A group of independent economists that shadow the Bank of England’s Monetary Policy Committee (MPC) have called for interest rates to not increase further. This comes as the Bank of England is expected to put up the Bank Rate from 5 per cent to 5.25 per cent on Thursday.
The Institute of Economic Affairs’ Shadow Monetary Policy Committee (SMPC) have said that further rate increases could harm the UK economy.
A majority of the SMPC also voted to pause Quantitative Tightening (QT) – a contractionary monetary policy that aims to decrease the money supply and slow the economy. This marks a shift from the SMPC’s May meeting when only two members voted to suspend QT entirely.
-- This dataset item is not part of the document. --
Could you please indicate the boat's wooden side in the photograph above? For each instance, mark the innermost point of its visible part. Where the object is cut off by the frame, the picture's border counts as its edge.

The one dissenting member argued that a further hike of 50 basis points was necessary to prevent inflation from “becoming embedded in the economy.”
But the majority assessed that risk as low because of weak growth, a weakening labour market and the easing of supply-side pressures.
One member, economist Patrick Minford (Cardiff Business School, Cardiff University), said that getting inflation down from very high levels will be a long and slow process; and overreacting and over-tightening could damage the economy and spark a financial crisis. Another member, Juan Castañeda (Vinson Centre, University of Buckingham), highlighted the contracting money supply over recent months that will have a strong disinflationary pressure.
The SMPC was among the first groups to warn that loose monetary policy during the pandemic necessitated higher interest rates in July 2021. However, the Committee now says further monetary tightening should be paused until the full impact of recent rate rises and quantitative tightening becomes clear.
The members, nevertheless, cautioned against an interest rate cut on the basis that the Bank of England has lost too much credibility in tackling inflation to do a volte-face.
SMPC members highlighted the reduction in lending to companies and financial institutions and the risk of a “payment shock” as 1.6 million fixed-rate mortgage deals are set to end by mid-2024 – resulting in some reduction in household spending.
They also noted that headline inflation rates are already beginning to fall across developed economies.
Trevor Williams, Chair of the Shadow Monetary Policy Committee and former chief economist at Lloyds Bank, said, “It will take some time for previous rate rises and falling global commodity prices to feed into lower inflation.
“But, in the meantime, further rate rises by the Bank of England are unnecessary and could do some economic damage without lowering inflation any faster.
“The UK economy is on the precipice of a sharper slowdown. There has already been a contraction in the money supply, with less liquidly available for loans, lower house price inflation, and slowing economic activity, as shown in the sharp fall in the Purchasing Managers’ Index (PMI) for manufacturing.”